A man in a white tank top and bright blue shorts leading an exercise class while he yells encouragement.
Photo: Isaac Boots/Torch'd/Gurney's Montauk

When I ask Boots about the intensity, he says being in tune with your body, checking in, and taking a rest when you need one, and then coming back to the moves, is important to him. But you wouldn’t know it from watching the Torch’d retreat students, women of a certain age who absolutely crush every set of push-ups, tripod leg sweeps, and single-leg hip thrusts.

“The proof is in the pudding,” Boots says of the efficacy of his method, which he developed while working as a Broadway dancer to stay in shape. “It works for my clients.”

Of course, working out is not the only activity on a Torch’d retreat—although multiple attendees do book private sessions with Boots in the afternoons, completing two or even three Torch’d classes per day. But while not in class, we’re free to lay on the beach, explore town, or do a spa treatment (I got the most relaxing facial of my life, thanks to the Seawater Spa). In the evenings, we have group dinners where the wine flows and waiters bring out plates of perfectly tender steak and fresh seafood. One night, we end the evening with a beach bonfire as one of Boots’ friends, a professional singer, serenades us.

Boots says he designs his retreats to deliver for his clients what he considers a “perfect day.”

“You push your body to its limit in the morning, and then refresh yourself with beautiful fruits and vegetables, and breads that were just cooked, and avocados,” Boots says. “And if you want an Aperol spritz, have it. If not, don't. And have your dogs here, and run on the beach, and then have a clambake, and have my friends sing to you. You know, that, to me, that's joy.”

It’s joy for Boots’ clients, too.
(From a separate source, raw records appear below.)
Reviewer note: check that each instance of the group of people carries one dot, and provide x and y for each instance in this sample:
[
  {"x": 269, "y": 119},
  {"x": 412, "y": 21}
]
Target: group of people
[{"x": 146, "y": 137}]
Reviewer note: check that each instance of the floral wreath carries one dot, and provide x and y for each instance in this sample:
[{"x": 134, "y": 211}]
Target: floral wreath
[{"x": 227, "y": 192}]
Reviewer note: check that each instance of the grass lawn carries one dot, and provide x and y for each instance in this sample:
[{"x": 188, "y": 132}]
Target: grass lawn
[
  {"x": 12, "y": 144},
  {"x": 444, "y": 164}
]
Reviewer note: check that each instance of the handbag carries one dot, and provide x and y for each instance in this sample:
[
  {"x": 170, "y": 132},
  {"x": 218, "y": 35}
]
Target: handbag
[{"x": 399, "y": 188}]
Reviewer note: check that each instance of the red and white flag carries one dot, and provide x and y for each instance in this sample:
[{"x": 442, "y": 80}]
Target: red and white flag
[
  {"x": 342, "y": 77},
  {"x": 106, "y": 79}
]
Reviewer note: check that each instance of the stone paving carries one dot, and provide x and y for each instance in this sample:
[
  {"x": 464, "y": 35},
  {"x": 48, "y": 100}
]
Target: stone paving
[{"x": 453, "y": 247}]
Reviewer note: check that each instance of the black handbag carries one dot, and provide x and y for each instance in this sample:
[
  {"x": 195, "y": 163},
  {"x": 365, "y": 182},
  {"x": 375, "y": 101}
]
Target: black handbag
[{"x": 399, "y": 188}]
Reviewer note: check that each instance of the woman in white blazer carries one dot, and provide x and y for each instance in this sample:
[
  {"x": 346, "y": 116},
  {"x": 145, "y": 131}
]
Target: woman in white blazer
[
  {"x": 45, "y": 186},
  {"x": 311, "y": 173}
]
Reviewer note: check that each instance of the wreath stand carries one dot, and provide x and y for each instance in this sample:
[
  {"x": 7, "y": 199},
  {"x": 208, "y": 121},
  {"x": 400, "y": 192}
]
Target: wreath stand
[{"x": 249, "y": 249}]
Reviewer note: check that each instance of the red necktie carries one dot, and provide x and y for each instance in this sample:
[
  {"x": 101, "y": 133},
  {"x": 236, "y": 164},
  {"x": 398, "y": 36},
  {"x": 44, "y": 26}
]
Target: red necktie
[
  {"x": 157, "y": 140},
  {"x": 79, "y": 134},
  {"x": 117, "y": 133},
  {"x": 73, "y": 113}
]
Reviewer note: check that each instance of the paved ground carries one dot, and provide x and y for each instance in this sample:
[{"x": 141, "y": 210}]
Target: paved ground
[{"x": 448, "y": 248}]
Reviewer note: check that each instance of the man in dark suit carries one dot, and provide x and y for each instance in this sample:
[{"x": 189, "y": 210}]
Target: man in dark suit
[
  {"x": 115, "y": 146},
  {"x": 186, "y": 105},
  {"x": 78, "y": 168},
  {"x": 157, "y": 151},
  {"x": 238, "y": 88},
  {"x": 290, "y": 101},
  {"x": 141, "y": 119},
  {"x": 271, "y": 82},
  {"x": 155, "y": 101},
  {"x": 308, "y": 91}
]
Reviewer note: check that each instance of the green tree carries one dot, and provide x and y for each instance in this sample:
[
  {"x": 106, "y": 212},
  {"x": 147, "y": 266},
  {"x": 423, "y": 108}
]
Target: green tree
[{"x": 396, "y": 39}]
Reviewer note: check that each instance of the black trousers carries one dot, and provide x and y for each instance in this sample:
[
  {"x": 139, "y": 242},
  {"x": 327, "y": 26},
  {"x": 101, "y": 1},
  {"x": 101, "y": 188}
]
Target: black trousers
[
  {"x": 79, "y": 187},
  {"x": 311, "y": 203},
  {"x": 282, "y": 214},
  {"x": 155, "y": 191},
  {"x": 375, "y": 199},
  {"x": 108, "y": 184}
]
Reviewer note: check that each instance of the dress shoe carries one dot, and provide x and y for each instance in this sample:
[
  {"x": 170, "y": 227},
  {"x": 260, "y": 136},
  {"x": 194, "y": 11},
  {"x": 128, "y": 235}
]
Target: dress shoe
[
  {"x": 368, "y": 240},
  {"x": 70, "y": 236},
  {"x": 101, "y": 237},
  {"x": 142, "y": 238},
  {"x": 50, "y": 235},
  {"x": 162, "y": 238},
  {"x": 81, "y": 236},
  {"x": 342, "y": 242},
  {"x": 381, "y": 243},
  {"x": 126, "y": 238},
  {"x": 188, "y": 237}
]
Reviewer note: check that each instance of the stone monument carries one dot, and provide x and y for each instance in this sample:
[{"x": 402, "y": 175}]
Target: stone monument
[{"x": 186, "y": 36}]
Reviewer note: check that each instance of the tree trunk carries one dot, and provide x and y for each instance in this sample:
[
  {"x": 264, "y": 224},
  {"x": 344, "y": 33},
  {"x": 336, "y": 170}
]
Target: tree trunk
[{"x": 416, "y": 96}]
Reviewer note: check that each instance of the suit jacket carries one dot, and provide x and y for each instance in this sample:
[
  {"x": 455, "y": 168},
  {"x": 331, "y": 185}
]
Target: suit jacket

Multiple attendees were repeat Torch’d retreaters, and everyone told me the reason was Isaac Boots: His personality, his energy, his friendship, his verve. The people he attracts were finding each other, too. A mother from New Jersey was becoming fast friends with an interior designer from Newport, Rhode Island, (where she used to have a “really big house,” but post-divorce, now has something more modest next to a neighbor's helipad), since they were both doing Torch’d Tuscany and Montauk back-to-back. A corporate attorney told me she liked to come to focus on wellness, while also meeting new people and having activities planned that she didn’t have to do alone.

"I'm not anti-aging," says Boots. "I'm pro-vitality."

Working out for 48 hours like a "real housewife" means getting to spend your days devoted to feeling good in the pursuit of both looking good and supporting your health. You’re living in luxury while making friends with women who prioritize the same things you do. You’re talking about how you really don’t eat carbs, while going for that martini. You bust your ass in the morning, and maybe also in the afternoon. You have a teacher who seems to understand you, poking fun with love, while also reminding you to squeeze, squeeze, squeeze.

“A lot of my clients, a lot of my close, close friends, are mothers who are in their fifties and sixties, and they're so inspiring,” Boots says. “To see that at any age, taking care of yourself and challenging yourself and being curious about how their body can maintain strength, I think it's a beautiful thing.”